Engagiert für Frauenrechte

Von Ita Niehaus |
Viele Musliminnen wehren sich dagegen, dass ihre Religion mit Unterdrückung gleich gesetzt wird. Es gibt eine lange Tradition muslimischer Frauenrechtsbewegungen - in arabischen Ländern, der Türkei, in den USA, in England - und auch in Deutschland tut sich einiges.
17. Mai 2010. Die Zweite Deutsche Islamkonferenz in Berlin. Bundesfamilienministerin Kristina Schröder ist auch da. Und neben ihr sitzt die Religionswissenschaftlerin Tuba Isik-Yigit. Selbstbewusst, im eleganten weiß-blauen Blazer und - mit dazu passendem Kopftuch. Das Bild der jungen Ministerin im freundlichen Gespräch mit der jungen Muslimin geht durch die Presse. Die 30-jährige Tuba Isik-Yigit vertritt die Interessen des "Aktionsbündnisses Muslimischer Frauen in Deutschland".

Isik-Yigit: "Uns war es wichtig, weil ein Themenschwerpunkt der Islamkonferenz eben Geschlechtergerechtigkeit war. Zum einem ist es erstmal paradox, dass so ein Themenschwerpunkt gewählt wird, weil das kein islamspezifisches Problemfeld ist, sondern es ist ein gesamtgesellschaftliches Problem. Aber wir haben uns gedacht, wenn jetzt so ein Schwerpunkt gesetzt worden ist, dann wollen wir natürlich mitreden."
Tuba Isik-Yigit und ihre Mitstreiterinnen wollen nicht länger ihren muslimischen Brüdern und den sogenannten Islamkritikern das Wort überlassen. Das vor über zwei Jahren gegründete Aktionsbündnis will muslimische Frauen mit und ohne Kopftuch bundesweit vernetzen, sie motivieren, sich für Chancengleichheit in allen Lebensbereichen starkzumachen und sich gegen das Stereotyp der unterdrückten muslimischen Frau zu wehren.

Isik-Yigit: "Das ist so ein Teufelskreis. Auf der einen Seite sage ich der Frau, sie ist unterdrückt. Auf der anderen Seite sage ich der Frau, du darfst mit Kopftuch nicht arbeiten. Beides verbannt sie hinter den Kochherd. Und dann wird der Frau vorgeworfen, du bist die schlecht integrierteste, du bringst dich in die Gesellschaft nicht ein, aber hintenrum möchte man sie gar nicht miteinbeziehen. Und das ist das, was wir anprangern."

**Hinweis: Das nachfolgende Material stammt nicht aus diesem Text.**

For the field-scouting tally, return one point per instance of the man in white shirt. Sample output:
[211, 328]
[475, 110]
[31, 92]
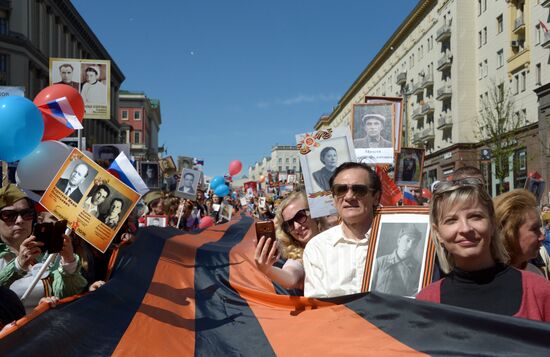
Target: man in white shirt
[334, 260]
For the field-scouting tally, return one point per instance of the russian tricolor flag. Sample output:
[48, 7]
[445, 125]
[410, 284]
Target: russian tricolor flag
[122, 169]
[61, 110]
[408, 198]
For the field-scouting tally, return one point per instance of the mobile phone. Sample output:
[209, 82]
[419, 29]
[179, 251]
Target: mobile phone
[265, 228]
[51, 234]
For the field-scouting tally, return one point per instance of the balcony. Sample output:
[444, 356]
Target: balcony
[519, 23]
[417, 89]
[401, 78]
[428, 80]
[444, 92]
[427, 134]
[445, 121]
[546, 39]
[443, 33]
[417, 113]
[445, 61]
[428, 107]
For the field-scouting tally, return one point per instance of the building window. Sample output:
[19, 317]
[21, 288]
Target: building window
[479, 39]
[500, 58]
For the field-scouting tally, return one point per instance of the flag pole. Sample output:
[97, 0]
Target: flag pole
[47, 263]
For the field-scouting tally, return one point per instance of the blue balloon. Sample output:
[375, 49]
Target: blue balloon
[21, 128]
[216, 181]
[221, 191]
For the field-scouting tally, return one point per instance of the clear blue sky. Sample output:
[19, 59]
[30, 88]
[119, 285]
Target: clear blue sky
[236, 77]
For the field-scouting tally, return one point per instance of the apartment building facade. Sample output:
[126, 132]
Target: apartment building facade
[444, 59]
[140, 120]
[284, 159]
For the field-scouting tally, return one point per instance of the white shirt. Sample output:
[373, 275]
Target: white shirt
[334, 264]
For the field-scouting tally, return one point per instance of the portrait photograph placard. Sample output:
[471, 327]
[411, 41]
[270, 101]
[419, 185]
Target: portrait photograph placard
[409, 165]
[373, 134]
[150, 173]
[398, 120]
[91, 78]
[156, 221]
[167, 166]
[94, 202]
[401, 255]
[188, 184]
[321, 153]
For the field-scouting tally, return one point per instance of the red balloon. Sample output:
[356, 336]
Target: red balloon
[426, 193]
[206, 222]
[53, 129]
[235, 167]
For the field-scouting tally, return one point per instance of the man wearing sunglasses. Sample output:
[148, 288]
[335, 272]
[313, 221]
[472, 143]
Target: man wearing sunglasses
[334, 260]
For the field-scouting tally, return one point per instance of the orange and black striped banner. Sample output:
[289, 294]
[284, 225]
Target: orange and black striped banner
[200, 294]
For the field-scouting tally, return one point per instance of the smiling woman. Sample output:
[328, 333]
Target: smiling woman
[469, 249]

Rund 370 Frauen gehören dem Netzwerk bisher an. Manche kommen aus Verbänden wie etwa dem Dachverband der Türkisch-islamischen Union der Anstalt für Religion, kurz DITIB, unter ihnen sind Frauenbeauftragte verschiedener Schuras, also Zusammenschlüsse muslimischer Gemeinden und Initiatorinnen kleiner Vereine. Die meisten von ihnen sind Akademikerinnen. Auch Tuba Isik-Yigit hat studiert, zurzeit promoviert sie in Islamischer Religionspädagogik an der Universität Paderborn. Vor allem ihre Mutter machte ihr immer wieder Mut, konsequent ihren Weg zu gehen. Bis heute ist Tuba Isik-Yigit dieser Frau dankbar, die ihr sagte:

"Tu das, was du für richtig hältst und sei selbstbestimmt und unabhängig von anderen - die mir das wirklich so als Weisheit mit auf den Weg gegeben hat. So, jetzt musst du zeigen, dass du es kannst als Frau auch. Das nehme ich schon aus dem Türkischen mit, aber durch die deutsche Prägung sowieso. Das ist eine Selbstverständlichkeit gewesen."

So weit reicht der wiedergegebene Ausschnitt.